Il était peut-être plus perspicace que prévu.
J’aurais préféré venir seul, mais avec ce corps, ce n’était pas possible.
« Désolé de t’avoir emmené ici, mais je n’avais pas le choix. »
L’endroit que je visais à la base, c’était la « Secte des Mendiants », qui s’était imposée dans l’Alliance des Dix Sectes uniquement grâce à sa maîtrise de l’information.
Cela aurait été plus simple de passer par eux.
Mais ils n’agissaient jamais si cela leur causait des ennuis.
Sauf contre une grosse somme d’argent.
De toute façon, ce que je voulais faire aurait causé des problèmes à la Secte des Mendiants, donc j’avais dû venir ailleurs.
Si la Secte des Mendiants était la meilleure pour l’information dans la Faction Orthodoxe,
Alors ici, c’était la meilleure source d’infos dans la Faction Non-Orthodoxe :
Le Clan Hao.
J’étais arrivé au Clan Hao.
__________
Il ne fallut pas longtemps pour que je sois correctement pris en charge par le Clan Hao.
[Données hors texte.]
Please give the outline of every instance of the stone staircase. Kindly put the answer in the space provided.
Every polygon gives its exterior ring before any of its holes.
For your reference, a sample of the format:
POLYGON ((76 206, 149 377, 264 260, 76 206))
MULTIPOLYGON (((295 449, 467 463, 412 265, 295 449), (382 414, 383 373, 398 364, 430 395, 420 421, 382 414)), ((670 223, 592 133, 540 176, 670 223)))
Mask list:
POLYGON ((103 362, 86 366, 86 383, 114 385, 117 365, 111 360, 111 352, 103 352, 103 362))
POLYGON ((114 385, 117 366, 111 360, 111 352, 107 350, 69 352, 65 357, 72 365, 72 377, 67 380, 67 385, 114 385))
L’homme nous conduisit à la cave située derrière le bâtiment.
Muyeon déclara : « Je ne peux pas laisser le Jeune Maître aller dans un endroit aussi dangereux tout seul ! », mais je dus l’ignorer. Je n’avais pas le temps de le convaincre.
Lorsque nous descendîmes à la cave, un jeune homme au visage de serpent nous attendait.
« Je suis le responsable de la branche, Dowoon-Chu. »
Il était incroyablement beau, bien que ce fût probablement un déguisement, sachant que nous étions au sein du Clan Hao.
« Nous ne nous attendions pas à voir quelqu’un comme vous venir ici en tant que client… Nous nous excusons pour notre attitude agressive. »
« Pas besoin de vous excuser. Allez-vous accepter ma demande ? »
« Avant cela, puis-je vous demander pourquoi quelqu’un comme vous, issu du Clan Gu, a choisi de venir chez nous plutôt qu’ailleurs ? »
« Vous posez des questions étranges. Je vous ai dit que je suis venu demander un service. »
« Nous voulons comprendre pourquoi vous avez choisi de venir ici plutôt qu’au Clan des Mendiants. »
Pourquoi ai-je choisi de venir jusqu’à une faction non orthodoxe plutôt que de me rendre au Clan des Mendiants, qui fait partie des factions orthodoxes ?
« C’est une requête que seul le Clan Hao peut accomplir. Pourquoi continuer à poser des questions alors que vous connaissez déjà la réponse ? »
Je répondis d’un ton légèrement agacé. L’homme aux yeux de serpent me sourit.
« Désolé si cela vous a contrarié. Je devais m’assurer, à cause des rumeurs qui courent à votre sujet… »
Il était compréhensible qu’il soit sceptique. J’étais un adolescent qui venait à peine d’atteindre l’âge de quinze ans, et en plus de cela, un adolescent du Clan Gu.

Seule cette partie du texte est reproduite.